Schnell flüchtet sich Widmann in die Adorno-Lesungen, die er weiland besucht und größtenteils auch verstanden hatte - "wenn man alles versteht, ist's langweilig". Chaplet springt ihm zur Seite: "Ich habe weder Dylan noch Adorno verstanden", was vielleicht dadurch zu erklären ist, dass sie nach eigenen Angaben "antiautoritär bis zu einer gewissen Verblödung" eingestellt war.

Käse gegen negative Dialektik

Es folgt das nächste Musikstück: Jimi Hendrix' "All along the watchtower", die Coverversion eines Dylan-Stücks. In seiner Verzweiflung versucht Widmann, sich einen Käsewürfel zu pflücken, aber dem Monstrum ist mit negativer Dialektik nicht beizukommen.

Man erfährt noch viel Wissenswertes an dem Abend. Etwa, dass Jutta Ebeling in ihrer 68-er-WG in ständiger Angst lebte, ein Mitbewohner könne ihre spießigen Klassik-Platten aus dem Fenster werfen. Oder dass Frank Wolff sich damals nicht traute, sein spießiges Cello coram publico zu spielen.
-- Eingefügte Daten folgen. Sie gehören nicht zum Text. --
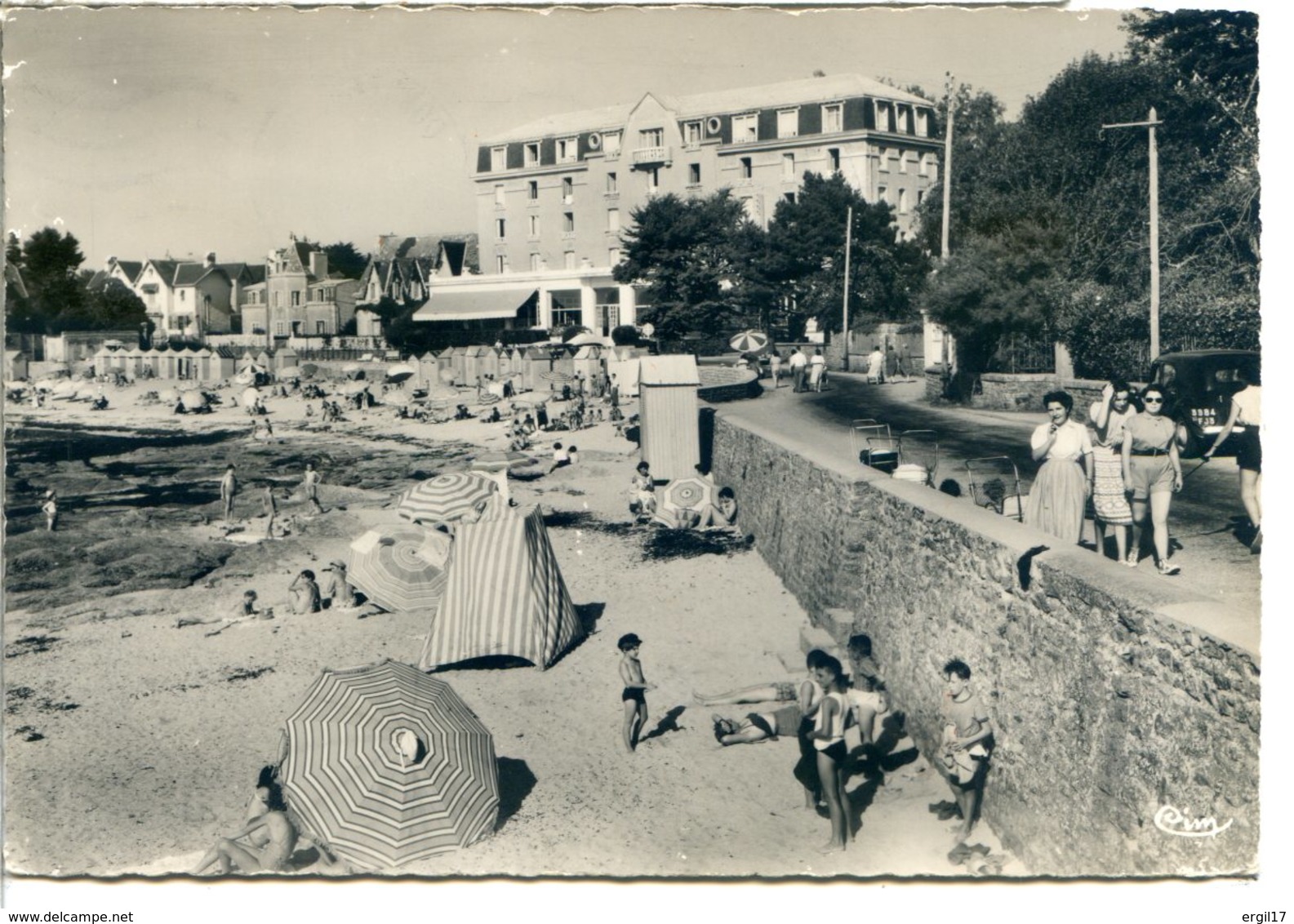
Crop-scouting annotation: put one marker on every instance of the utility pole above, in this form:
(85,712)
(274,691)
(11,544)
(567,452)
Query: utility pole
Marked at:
(948,168)
(1149,124)
(849,228)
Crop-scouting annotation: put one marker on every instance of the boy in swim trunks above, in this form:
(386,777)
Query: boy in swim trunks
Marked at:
(636,687)
(963,756)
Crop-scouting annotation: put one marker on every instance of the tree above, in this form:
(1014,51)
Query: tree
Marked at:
(343,258)
(685,254)
(55,295)
(807,254)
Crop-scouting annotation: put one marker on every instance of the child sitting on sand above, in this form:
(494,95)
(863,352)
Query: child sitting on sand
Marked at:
(305,593)
(963,757)
(636,687)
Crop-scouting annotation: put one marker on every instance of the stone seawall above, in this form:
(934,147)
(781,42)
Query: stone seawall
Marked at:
(1126,711)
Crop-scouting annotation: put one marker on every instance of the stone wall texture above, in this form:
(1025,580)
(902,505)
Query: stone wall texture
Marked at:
(1119,727)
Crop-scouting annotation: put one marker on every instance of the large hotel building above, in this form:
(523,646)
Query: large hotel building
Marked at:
(554,196)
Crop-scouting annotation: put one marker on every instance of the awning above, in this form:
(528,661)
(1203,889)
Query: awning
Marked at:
(475,305)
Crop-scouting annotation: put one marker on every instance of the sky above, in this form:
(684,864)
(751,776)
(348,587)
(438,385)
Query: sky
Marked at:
(150,131)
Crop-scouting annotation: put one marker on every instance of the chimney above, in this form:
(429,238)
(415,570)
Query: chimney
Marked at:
(318,264)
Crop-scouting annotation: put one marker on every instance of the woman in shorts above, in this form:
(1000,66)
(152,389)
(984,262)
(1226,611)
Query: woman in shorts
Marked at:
(1152,473)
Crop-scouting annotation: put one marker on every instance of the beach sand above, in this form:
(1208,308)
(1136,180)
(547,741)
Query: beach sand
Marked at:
(132,744)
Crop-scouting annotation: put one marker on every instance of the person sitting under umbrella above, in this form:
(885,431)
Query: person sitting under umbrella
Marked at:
(269,835)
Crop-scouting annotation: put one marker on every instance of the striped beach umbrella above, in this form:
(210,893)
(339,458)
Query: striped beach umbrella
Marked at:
(400,567)
(686,493)
(749,342)
(387,766)
(505,596)
(446,497)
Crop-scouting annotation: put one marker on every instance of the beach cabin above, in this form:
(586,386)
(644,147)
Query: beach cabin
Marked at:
(668,415)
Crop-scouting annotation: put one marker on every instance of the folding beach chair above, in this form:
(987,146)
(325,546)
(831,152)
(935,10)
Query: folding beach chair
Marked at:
(919,455)
(995,484)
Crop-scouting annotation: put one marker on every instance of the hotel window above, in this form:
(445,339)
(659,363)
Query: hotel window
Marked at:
(834,117)
(789,123)
(745,128)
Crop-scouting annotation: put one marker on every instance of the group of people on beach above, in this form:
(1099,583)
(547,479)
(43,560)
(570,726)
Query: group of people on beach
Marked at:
(1127,460)
(816,712)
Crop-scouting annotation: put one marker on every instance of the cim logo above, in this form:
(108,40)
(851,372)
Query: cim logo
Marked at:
(1172,820)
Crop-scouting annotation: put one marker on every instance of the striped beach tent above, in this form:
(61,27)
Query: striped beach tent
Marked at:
(387,765)
(505,594)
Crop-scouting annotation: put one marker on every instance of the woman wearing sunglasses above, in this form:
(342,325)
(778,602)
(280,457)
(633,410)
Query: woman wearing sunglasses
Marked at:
(1152,473)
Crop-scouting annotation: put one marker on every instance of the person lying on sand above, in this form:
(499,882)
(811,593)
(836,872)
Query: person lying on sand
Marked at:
(265,844)
(761,726)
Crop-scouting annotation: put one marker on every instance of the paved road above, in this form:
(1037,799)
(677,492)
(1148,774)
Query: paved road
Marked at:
(1203,517)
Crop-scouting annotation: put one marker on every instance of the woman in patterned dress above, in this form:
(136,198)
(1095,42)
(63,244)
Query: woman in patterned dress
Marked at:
(1109,501)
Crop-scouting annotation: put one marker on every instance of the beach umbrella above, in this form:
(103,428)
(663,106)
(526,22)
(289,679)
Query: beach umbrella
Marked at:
(193,399)
(400,567)
(446,497)
(686,493)
(387,765)
(501,461)
(749,342)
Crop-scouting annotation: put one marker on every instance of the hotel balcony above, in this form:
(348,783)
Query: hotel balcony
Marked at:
(648,157)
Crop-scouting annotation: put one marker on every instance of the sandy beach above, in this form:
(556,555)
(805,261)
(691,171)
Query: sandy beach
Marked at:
(132,743)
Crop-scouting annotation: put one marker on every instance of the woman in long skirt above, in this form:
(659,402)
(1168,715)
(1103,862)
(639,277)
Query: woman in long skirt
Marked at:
(1060,491)
(1109,501)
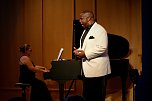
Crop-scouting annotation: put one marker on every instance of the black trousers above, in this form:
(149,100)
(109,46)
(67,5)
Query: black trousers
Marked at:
(94,89)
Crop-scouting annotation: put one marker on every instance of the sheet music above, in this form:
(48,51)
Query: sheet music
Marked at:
(60,54)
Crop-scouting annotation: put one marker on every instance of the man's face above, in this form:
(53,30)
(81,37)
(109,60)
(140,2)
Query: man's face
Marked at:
(84,19)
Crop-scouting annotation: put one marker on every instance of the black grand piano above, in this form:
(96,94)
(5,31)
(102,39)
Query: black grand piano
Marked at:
(118,53)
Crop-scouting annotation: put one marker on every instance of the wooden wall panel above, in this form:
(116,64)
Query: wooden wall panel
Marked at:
(57,32)
(123,17)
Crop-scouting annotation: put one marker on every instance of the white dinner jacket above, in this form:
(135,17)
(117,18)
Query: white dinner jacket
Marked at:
(95,46)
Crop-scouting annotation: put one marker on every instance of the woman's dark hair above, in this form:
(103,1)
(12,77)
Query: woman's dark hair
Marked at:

Sauer wundert sich indessen, warum er eigentlich hier sitzt, er sei nämlich gar kein 68er: "Damals fand ich das scheiße." Als es anfängt zu nieseln, fordert Chaplet das Publikum auf, die Bühne zu stürmen, aber niemand gehorcht.

Später am Abend spielt Wolff dann auf seinem Cello eine atemberaubende "Hommage an Jimi und Janis" und präsentiert dabei eine deutsche Nationalhymne, wie man sie noch nie zuvor gehört hat. Dann packt Sauer sein Saxophon aus und die beiden jammen, dass es eine Art hat.

Widmann hat sich des Sponti-Slogans "Macht kaputt was euch kaputtmacht" entsonnen, zieht mit dem Käsemonster durch die Gästeschar und verteilt die Würfelchen. Spätestens zu diesem Zeitpunkt ist das Publikum sich einig: Die fünf Euro Eintritt haben sich locker rentiert und ja, nächtens ist alles machbar. Oder, um mit Eva Herman zu sprechen: Es war nicht alles schlecht damals.

Arno Widmann hörte damals übrigens John Cage und Karlheinz Stockhausen, also den ernsthaften Kram.